Records of the Past, 2nd series, Vol. I, ed. by A. H. Sayce, [1888], at sacred-texts.com
Fragments of a long epic poem, describing the creation of the world in a series of tablets or books, were discovered by Mr. George Smith among the cuneiform treasures of the British Museum which had come from the royal library of Kouyunjik or Nineveh. The tablets appear to be seven in number, and since the creation was described as consisting of a series of successive acts, it presented a curious similarity to the account of the creation recorded in the first chapter of Genesis.
The epic embodied certain of the ideas and beliefs current in Assyria and Babylonia regarding the creation of the universe. That there were other ideas and legends is evident from the existence of another story of the creation, which came originally from the library of Cutha, and differed entirely from that of the epic. The epic, as I have pointed out in my Lectures on the Religion of the Ancient Babylonians (p. 385), clearly belongs to a late date. The gods of the popular religion not only have their
places in the universe fixed, but even the period and manner of their origin is described. The elementary spirits of the old Accadian faith have passed into the great gods of Semitic belief, and been finally resolved into mere symbolical representatives of the primordial elements of the world. Under a thin disguise of theological nomenclature, the Babylonian theory of the universe has become a philosophic materialism. The gods themselves come and go like mortal men; they are the offspring of the everlasting elements of the heaven and earth, and of that watery abyss out of which mythology had created a demon of evil, but which the philosopher knew to be the mother and source of all things. The Tiamat of the first tablet of the epic is a very different being from the Tiamat of the fourth.

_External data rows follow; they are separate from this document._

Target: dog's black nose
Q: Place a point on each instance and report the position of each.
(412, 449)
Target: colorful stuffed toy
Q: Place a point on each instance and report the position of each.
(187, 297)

I much doubt, therefore, whether the epic in its present form is older than the time of Assur-bani-pal. It sums up under a poetical garb the teachings of mythology and philosophy about the origin of things. The Babylonians had always believed that the world had been created out of water, and that the present creation had been preceded by an earlier creation, an imperfect and chaotic prototype of that which followed. This earlier creation, in fact, had been the work of chaos, and the destruction of it by the younger gods of light and order ushered in the new creation of the visible world. Light and darkness, chaos and order, are ever struggling one against the other; but the victory of light and order was
assured ever since Merodach, the Sun-god, overthrew the dragon Tiamat, "the wicked serpent " as she is also called, who represented chaos and anarchy. Tiamat is the Assyrian equivalent of the Hebrew tehôm, "the deep," upon whose face, according to Gen. i. 2, darkness had rested before the universe was made.
The cosmological system of the first tablet found its way into the pages of a Greek writer, Damaskios, who lived in the sixth century of our era (De Prim. Princip. 125, p. 384, ed. Kopp). "The Babylonians," he tells us, "like the rest of the barbarians, pass over in silence the one principle of the universe, and they constitute two, Tavthê and Apasôn, making Apasôn the husband of Tavthê, and denominating her 'the mother of the gods.' And from these proceeds an only-begotten son Mumis, which, I conceive, is no other than the intelligible world proceeding from the two principles. From them also another progeny is derived, Lakhê and Lakhos; and again a third, Kissarê and Assôros, from which last three others proceed, Anos and Illinos and Aos. And of Aos and Davkê is born a son called Bêlos, who, they say, is the fabricator of the world."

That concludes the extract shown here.